The Stranger – Season 1 Episode 8 (The Finale) Recap & Review

The Truth

The Season 1 finale of The Stranger sees Olivia’s Mum return home as the police hurry to her house. As she walks round to the back, she spots her husband with a gun up to Johanna’s head. As he becomes momentarily distracted by her appearance, Johanna slips away down the street and hides as Katz scrambles in his car and drives away.

Adam speaks to the private investigator who manages to find details surrounding Christine Killane. As he rings Johanna’s phone to reveal this, Katz picks up and persuades him to text the information surrounding the stranger and where she is. Katz races to the location while Adam arrives but winds up blindsided by Gabrielle who knocks him out.

Chained to the table in their apartment, Adam awakens and pleads with the girls to tell him where Corinne is. Christine asks Gabrielle to leave them alone and here they talk one on one. Christine wants to expose secrets and does this for cash as her sole mission in life. It turns out Ed is actually her Father, which makes them siblings. Katz suddenly bursts into the room with a gun though and holds them both up at gunpoint after shooting Gabrielle.

Adam breaks free from his restraints and wrestles with Katz but the officer overpowers him. Just before he fires the gun, Christine jumps in and takes the bullet before Adam takes advantage of the chaos and chokes Katz out, asking where Corinne is. The police burst into the room and break up the commotion, arresting Katz for Heidi’s murder.

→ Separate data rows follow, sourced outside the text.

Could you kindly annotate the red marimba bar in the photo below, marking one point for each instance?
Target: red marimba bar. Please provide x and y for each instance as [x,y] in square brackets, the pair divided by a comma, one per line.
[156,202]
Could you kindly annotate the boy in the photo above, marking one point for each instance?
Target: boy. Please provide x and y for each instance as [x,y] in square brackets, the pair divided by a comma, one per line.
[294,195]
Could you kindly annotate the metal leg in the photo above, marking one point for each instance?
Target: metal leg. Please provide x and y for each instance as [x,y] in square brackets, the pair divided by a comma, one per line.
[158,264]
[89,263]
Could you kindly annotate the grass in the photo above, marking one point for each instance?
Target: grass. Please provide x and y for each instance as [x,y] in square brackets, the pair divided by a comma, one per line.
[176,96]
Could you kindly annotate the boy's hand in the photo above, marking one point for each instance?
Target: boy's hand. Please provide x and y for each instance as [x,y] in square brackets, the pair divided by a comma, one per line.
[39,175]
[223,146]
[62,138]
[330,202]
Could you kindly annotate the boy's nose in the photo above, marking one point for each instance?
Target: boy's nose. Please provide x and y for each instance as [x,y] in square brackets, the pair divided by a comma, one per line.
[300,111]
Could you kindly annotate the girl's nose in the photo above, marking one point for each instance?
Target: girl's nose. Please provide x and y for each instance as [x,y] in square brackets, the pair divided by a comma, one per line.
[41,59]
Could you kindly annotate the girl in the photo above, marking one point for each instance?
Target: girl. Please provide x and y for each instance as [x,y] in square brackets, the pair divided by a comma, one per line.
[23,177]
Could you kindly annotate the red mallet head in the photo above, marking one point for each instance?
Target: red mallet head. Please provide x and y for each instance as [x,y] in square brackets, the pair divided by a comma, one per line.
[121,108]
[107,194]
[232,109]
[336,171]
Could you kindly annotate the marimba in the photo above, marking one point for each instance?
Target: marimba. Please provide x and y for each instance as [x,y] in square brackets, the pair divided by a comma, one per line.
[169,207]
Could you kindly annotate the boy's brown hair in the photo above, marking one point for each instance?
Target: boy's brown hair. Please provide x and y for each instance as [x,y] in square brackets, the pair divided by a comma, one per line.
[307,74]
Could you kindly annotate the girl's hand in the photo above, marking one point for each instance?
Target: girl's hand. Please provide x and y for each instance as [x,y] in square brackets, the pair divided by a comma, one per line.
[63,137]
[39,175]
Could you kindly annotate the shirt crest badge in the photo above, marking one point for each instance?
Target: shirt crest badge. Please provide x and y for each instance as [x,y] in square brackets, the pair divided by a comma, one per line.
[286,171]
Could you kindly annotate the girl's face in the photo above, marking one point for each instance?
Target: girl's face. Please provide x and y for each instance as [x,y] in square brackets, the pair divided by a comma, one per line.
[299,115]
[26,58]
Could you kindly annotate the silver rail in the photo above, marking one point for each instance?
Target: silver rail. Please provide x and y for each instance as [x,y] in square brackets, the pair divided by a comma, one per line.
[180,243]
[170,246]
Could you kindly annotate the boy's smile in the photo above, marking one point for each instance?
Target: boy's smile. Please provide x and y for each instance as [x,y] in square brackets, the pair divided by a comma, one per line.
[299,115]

At the hospital, Christine apologises for what she’s done and admits she was looking into Corinne originally and had no idea it would lead back to Adam. It turns out the man who actually hired her to look into Corinne was Bob. With no gun at the crime scene, the detectives remain puzzled while Adam learns that him being told about the fake pregnancy wasn’t part of the original deal made and simply Christine looking out for her brother.

Adam rushes to the football ground and confronts Bob, who admits that he did hire the agency but learned that Corinne wasn’t the one who stole the money… Tripp was. Adam races over to his house and demands answers. Tripp was the one who text him that day asking for time away and he knows where Corinne is.

He leads Adam out into the middle of the woods where he reveals to his friend that he was up to his eyeballs in debt. Unfortunately Corinne got in the way and she’s actually dead. Buried beneath his feet in the woods. He tells Adam they have to go on as if nothing has happened but Johanna arrives at the scene tracking our protagonist down. Tripp continues, telling Adam if he goes to the police then they’ll frame him as the killer given Tripp has no ties to Corinne beyond the football club. Adam hears enough and shoots him three times in the chest.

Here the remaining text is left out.